Analyzing design team interaction

Interdisciplinary researchers investigate how team dynamics impact engineering design process performance
Two women looking at a computer screen as another woman points to the screen

Kathryn Jablokow, front, professor of engineering design and mechanical engineering; Susan Mohammed, middle, professor of psychology; and Scarlett Miller, back, associate professor of engineering design and industrial engineering, discuss a recent study completed in sections of EDSGN 100: Introduction to Engineering. First-year engineering students were asked to fill out a series of surveys throughout the design process of a class project to provide team interaction data to the research team.

Credit: Penn State

UNIVERSITY PARK, Pa. — Imagine being part of a team that works seamlessly together, completing the assigned project and accomplishing all delegated tasks along the way. Now, imagine being a member of a team that isn’t as cohesive, one that struggles to meet deadlines and is unable to complete the assigned project. It’s clear that, fundamentally, these two teams differ. But how, exactly, and what can be done to ensure that effective teaming happens?

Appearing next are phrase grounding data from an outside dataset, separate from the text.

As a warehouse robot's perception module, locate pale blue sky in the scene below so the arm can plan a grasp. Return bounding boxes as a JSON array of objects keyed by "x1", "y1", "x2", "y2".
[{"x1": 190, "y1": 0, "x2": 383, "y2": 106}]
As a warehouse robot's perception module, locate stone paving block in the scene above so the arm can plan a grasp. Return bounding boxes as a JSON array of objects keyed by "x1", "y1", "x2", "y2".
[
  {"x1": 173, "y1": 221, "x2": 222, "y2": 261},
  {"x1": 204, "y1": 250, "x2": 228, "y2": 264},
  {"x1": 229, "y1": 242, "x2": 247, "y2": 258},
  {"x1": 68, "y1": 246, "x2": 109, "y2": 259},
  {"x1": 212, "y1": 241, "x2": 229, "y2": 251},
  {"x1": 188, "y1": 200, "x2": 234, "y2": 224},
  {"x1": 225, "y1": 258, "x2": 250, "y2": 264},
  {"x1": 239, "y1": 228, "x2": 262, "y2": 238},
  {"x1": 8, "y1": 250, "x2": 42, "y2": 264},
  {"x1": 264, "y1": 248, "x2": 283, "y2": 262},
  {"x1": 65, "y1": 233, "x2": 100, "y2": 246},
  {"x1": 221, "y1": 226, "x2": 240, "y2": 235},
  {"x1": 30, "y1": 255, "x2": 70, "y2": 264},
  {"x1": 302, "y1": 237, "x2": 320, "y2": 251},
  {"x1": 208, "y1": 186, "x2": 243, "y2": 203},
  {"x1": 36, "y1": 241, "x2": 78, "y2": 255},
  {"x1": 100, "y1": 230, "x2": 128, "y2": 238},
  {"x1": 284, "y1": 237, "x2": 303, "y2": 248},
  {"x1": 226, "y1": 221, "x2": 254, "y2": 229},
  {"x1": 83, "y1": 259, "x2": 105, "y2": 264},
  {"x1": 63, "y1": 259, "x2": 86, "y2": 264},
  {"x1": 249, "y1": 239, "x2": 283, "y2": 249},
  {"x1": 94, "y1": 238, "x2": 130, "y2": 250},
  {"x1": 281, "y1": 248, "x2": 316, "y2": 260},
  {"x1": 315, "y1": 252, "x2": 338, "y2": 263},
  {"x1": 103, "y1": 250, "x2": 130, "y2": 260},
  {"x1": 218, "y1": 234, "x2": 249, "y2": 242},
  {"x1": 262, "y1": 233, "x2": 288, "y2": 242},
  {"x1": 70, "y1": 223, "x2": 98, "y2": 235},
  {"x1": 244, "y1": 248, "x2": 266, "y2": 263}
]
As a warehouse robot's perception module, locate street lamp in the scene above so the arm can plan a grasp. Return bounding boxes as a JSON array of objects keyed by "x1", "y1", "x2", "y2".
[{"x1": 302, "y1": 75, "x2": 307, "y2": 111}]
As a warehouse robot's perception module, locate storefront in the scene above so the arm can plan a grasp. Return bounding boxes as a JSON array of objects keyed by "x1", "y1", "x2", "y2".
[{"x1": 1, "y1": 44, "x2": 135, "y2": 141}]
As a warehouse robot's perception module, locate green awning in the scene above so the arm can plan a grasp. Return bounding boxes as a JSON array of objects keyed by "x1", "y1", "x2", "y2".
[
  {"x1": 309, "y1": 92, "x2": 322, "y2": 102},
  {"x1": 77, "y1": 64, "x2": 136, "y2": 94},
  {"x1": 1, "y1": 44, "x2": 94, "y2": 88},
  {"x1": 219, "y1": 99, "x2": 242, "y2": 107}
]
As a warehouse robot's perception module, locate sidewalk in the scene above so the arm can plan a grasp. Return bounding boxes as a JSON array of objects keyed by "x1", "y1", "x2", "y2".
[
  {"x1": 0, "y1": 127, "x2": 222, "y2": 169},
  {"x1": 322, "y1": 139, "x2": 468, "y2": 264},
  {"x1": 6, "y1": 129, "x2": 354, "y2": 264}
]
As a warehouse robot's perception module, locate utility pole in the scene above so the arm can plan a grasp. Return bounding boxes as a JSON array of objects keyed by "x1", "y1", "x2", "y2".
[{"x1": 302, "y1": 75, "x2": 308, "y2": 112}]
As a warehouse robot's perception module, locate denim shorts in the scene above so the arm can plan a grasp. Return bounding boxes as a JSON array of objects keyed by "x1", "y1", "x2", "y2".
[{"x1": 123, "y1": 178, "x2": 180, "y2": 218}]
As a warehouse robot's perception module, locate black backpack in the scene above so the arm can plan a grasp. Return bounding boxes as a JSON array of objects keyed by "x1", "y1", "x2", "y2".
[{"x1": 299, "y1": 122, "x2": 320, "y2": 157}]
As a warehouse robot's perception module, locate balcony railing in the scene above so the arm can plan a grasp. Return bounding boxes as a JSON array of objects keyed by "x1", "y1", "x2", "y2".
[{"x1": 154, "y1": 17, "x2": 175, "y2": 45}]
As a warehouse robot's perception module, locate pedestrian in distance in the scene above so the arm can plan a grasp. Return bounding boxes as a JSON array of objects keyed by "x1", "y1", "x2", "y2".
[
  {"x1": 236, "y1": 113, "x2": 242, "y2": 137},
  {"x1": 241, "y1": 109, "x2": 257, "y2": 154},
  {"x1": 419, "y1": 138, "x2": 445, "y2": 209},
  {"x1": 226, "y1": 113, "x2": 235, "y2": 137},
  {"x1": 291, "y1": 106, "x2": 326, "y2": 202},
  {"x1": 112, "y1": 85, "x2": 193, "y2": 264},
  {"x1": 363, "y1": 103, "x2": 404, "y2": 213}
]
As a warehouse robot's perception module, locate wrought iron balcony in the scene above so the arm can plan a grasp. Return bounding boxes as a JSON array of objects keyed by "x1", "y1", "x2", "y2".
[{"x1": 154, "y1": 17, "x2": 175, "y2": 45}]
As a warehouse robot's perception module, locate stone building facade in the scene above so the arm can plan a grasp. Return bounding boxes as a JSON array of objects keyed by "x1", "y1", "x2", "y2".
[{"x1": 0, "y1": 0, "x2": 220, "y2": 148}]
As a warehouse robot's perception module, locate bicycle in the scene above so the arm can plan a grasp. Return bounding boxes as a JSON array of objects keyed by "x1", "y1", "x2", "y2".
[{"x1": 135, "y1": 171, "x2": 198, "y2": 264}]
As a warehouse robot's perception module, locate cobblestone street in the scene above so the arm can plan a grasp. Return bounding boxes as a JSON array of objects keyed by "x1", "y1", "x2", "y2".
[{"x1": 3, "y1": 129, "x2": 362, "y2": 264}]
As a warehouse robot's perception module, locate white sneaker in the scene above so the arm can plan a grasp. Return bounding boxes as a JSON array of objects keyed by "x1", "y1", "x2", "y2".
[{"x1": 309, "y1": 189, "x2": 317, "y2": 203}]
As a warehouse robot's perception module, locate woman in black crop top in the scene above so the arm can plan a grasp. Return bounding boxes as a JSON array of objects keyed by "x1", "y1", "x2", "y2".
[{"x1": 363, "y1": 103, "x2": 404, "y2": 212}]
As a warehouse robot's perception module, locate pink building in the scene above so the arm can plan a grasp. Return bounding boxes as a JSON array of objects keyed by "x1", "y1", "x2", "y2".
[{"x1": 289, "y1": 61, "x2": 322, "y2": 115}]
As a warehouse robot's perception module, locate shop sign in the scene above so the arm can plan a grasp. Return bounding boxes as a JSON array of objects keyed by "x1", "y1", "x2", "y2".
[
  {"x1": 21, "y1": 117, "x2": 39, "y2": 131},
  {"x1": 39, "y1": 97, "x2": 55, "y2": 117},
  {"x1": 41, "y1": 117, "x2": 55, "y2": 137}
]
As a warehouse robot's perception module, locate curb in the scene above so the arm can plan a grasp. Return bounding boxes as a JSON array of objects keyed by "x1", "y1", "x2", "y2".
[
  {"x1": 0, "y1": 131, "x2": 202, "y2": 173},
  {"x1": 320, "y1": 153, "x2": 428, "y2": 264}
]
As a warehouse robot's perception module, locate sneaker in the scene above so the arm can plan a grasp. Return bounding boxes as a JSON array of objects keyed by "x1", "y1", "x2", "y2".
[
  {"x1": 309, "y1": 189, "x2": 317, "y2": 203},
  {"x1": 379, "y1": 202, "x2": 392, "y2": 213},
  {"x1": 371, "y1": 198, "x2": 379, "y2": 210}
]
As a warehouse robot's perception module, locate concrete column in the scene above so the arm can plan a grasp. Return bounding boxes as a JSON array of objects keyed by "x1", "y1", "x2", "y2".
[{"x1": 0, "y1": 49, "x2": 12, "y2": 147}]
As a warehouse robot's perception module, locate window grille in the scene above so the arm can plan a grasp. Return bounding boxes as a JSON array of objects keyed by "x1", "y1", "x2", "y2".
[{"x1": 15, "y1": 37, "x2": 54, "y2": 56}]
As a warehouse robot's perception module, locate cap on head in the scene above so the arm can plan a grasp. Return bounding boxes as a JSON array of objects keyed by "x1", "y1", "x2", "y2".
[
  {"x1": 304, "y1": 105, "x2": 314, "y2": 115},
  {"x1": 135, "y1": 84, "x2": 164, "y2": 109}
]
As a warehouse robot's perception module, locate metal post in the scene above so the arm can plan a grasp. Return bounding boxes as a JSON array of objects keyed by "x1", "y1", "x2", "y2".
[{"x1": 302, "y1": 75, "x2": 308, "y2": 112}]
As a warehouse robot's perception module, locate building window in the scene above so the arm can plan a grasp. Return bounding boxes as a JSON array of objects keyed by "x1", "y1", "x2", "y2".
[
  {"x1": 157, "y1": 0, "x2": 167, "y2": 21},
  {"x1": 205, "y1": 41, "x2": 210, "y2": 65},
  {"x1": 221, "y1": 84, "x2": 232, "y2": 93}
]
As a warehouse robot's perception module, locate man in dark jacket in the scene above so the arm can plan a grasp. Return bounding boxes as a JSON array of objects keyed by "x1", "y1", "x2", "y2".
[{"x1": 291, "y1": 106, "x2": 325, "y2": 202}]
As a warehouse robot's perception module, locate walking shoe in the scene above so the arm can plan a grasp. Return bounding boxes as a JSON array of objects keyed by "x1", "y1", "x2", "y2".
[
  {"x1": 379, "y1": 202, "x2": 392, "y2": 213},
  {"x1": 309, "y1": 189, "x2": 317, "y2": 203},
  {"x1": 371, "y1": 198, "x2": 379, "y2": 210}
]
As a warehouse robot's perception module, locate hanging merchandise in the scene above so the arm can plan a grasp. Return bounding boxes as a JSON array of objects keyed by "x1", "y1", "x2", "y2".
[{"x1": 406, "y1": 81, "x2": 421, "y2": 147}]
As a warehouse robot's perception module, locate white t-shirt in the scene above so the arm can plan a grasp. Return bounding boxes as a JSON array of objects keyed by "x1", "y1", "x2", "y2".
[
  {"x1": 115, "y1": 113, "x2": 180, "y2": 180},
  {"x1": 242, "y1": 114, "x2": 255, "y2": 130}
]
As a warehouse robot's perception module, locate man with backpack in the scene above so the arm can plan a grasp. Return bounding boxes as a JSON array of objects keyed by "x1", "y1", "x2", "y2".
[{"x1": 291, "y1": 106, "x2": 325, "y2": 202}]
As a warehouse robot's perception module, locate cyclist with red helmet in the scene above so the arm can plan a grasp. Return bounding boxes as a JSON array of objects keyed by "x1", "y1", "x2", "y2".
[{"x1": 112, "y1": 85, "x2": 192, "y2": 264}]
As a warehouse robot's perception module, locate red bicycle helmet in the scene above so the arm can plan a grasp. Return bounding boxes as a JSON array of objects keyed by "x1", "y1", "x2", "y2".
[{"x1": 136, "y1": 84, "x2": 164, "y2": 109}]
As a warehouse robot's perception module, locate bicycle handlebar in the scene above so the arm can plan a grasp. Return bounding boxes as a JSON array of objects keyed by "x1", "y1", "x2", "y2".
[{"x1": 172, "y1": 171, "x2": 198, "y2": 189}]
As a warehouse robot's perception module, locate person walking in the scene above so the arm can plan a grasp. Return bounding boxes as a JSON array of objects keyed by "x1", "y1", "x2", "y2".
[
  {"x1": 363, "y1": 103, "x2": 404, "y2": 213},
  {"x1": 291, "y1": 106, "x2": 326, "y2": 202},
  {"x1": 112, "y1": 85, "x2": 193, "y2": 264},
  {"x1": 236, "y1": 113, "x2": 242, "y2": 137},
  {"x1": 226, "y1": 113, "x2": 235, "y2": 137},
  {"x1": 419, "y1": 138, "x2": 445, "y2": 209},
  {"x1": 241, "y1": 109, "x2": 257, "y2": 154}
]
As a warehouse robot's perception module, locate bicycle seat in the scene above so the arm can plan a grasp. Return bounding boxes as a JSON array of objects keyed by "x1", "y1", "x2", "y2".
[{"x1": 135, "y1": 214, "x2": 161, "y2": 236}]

To answer these questions, an interdisciplinary team of researchers at Penn State will study the role team interactions have on engineering student teams’ performance during the design process.

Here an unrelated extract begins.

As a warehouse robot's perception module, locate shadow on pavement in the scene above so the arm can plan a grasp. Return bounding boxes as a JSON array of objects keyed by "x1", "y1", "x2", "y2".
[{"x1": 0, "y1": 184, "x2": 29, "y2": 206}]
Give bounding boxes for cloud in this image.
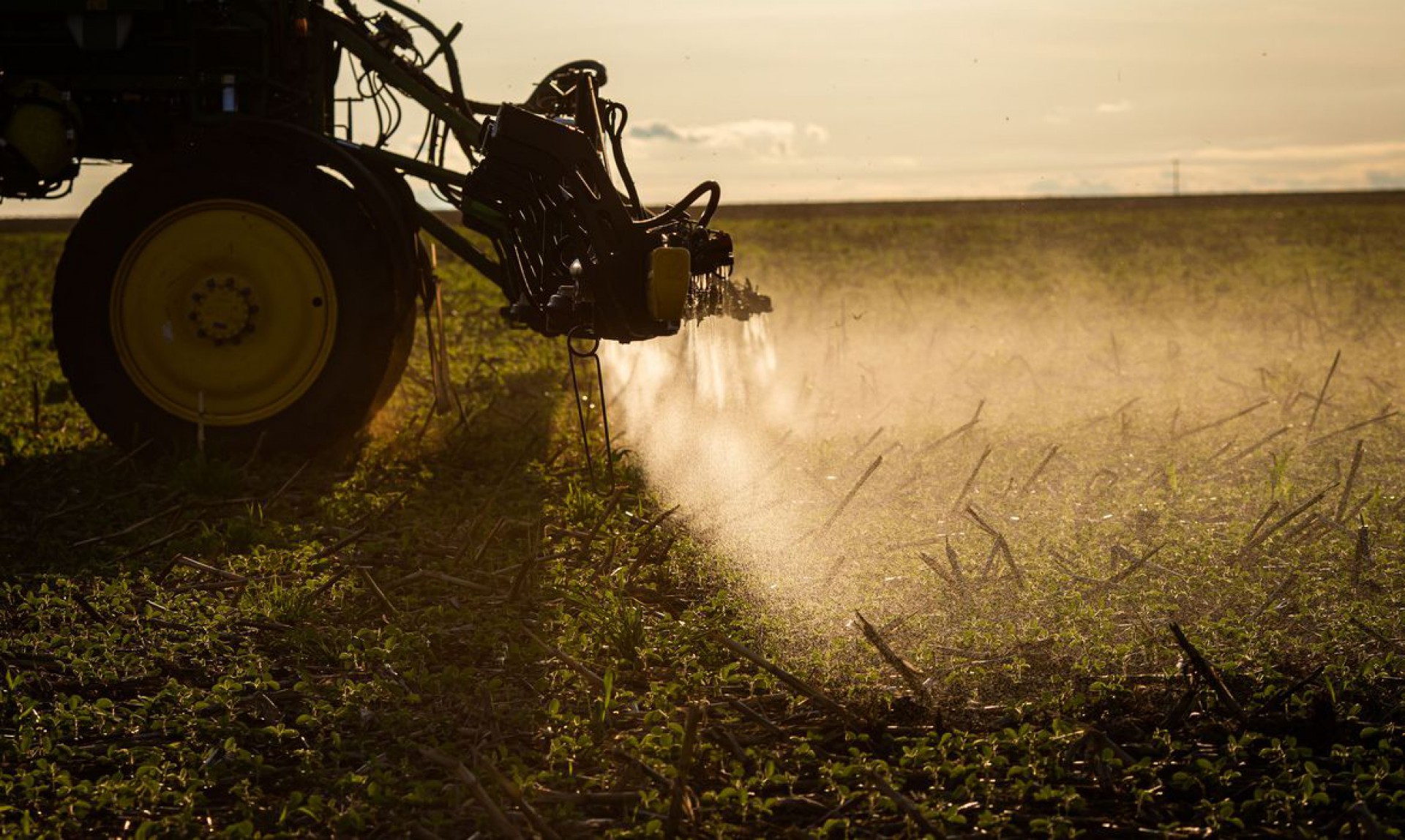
[629,119,829,157]
[1095,100,1133,113]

Led by principal investigator Scarlett Miller, associate professor of engineering design and industrial engineering at Penn State University Park, the team has been awarded $349,792 from the National Science Foundation for “Longitudinal Exploration of Engineering Design Team Performance in Relation to Team Composition, Climate, and Communication Patterns.” The three-year project will investigate the make-up of student engineering teams and how a team’s structure and communication capabilities impact psychological safety, a shared belief that a team is safe for interpersonal risk-taking. Kathryn Jablokow, professor of engineering design and mechanical engineering at Penn State Great Valley, and Susan Mohammed, professor of psychology at University Park, serve as co-principal investigators.

Research results will be used to develop a model that showcases the influence interpersonal risk-taking has on teams and projects during the engineering design process.

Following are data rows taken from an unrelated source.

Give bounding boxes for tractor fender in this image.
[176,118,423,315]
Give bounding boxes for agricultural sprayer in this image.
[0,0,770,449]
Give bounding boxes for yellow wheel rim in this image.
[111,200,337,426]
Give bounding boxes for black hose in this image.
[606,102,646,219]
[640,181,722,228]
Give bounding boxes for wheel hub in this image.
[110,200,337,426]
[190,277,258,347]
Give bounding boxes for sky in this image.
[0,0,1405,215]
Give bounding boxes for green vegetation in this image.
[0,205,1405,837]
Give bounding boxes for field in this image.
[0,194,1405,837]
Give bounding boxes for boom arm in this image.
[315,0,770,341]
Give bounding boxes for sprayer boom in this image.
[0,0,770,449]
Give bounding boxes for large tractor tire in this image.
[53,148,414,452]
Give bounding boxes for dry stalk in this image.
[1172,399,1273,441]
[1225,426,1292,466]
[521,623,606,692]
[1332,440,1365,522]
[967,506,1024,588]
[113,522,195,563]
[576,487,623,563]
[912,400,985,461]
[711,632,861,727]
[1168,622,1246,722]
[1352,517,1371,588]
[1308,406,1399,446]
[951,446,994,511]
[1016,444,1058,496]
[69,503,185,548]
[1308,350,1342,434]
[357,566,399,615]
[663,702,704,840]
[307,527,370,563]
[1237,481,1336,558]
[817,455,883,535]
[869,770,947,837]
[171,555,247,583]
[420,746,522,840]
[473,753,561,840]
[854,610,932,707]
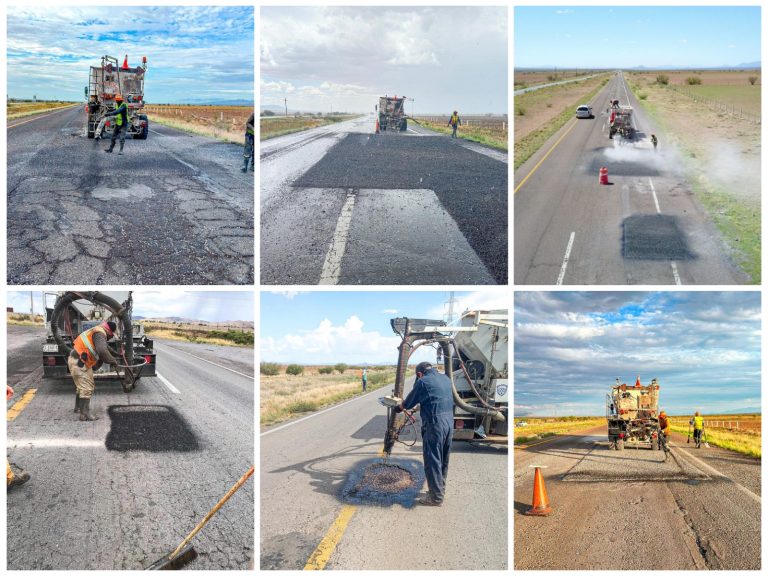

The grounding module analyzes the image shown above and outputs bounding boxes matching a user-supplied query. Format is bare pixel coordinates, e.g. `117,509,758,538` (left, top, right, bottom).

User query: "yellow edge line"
513,120,578,194
7,388,37,422
304,504,357,570
8,104,80,128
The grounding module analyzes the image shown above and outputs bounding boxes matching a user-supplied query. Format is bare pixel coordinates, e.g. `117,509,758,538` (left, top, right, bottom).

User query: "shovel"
147,466,253,570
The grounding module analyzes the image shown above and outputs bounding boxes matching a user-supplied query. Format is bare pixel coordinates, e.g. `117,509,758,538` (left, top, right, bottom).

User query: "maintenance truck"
85,54,149,140
377,96,408,132
605,376,662,450
382,310,509,454
43,291,157,392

In a climate deemed psychologically safe, team members are comfortable with sharing ideas, because teammates treat mistakes with understanding and failures as learning tools rather than with condemnation. To date, most previous research on engineering design team communication and psychological safety focuses on a single design stage. The Penn State research team will expand previous research by exploring how psychological safety develops and how it is either maintained or how it declines during an engineering team’s lifetime.

“Establishing a psychologically safe climate is important because psychological safety has been shown to positively predictive key team outcomes, including task performance, creativity, information sharing, learning, work engagement and satisfaction,” Mohammed said. “These results have been found across multiple fields, including management, psychology and health care. Therefore, psychological safety has been a consistent, generalizable and multilevel predictor of numerous outcomes important to individuals, team and organizations.”

According to Miller, engineering organizations are becoming progressively more team-based because it is believed that teams generate better solutions to complex problems with their wider range of knowledge and expertise. Because of this, engineering is increasingly being taught as a team process in the educational system. However, little is known about how to help teach teaming effectively in engineering education.

“Much research in this space has focused on one-off measures of team performance during the design process. This lack of understanding is problematic because teams are dynamic entities by nature; when we represent teams as static entities, we cannot effectively train engineers to work in team environments,” Miller said. “Think peer reviews that often occur at the end of a project. While these ‘snap-shot’ methods allow us to understand what went well or didn’t go well on the team, it does not allow us to identify when to intervene or what type of intervention would be beneficial. Our research is geared at filling this void.”

Jablokow added that often students are placed in teams with little to no understanding of how they will interact and work with each other. 

“We expect them to perform effectively with very little guidance on how to actually make teaming work along the way,” she said. “Team contracts and admonitions to ‘get along’ just aren’t enough.”

The researchers will also explore how engineering design team training should be executed and the types of training that are most effective. The findings will be shared with engineering educators and practitioners as a free collection of team-tested activities to study and improve teams. In industry, these results may also lead to improved team performance, lessening the number of company resources needed to complete projects.

“Solving complex engineering problems requires collaboration; it’s not just ‘nice to have,’ it’s essential,” Jablokow said. “When you improve team performance, you make the process of problem-solving more effective and more efficient, which translates to less time, lower costs and better solutions.”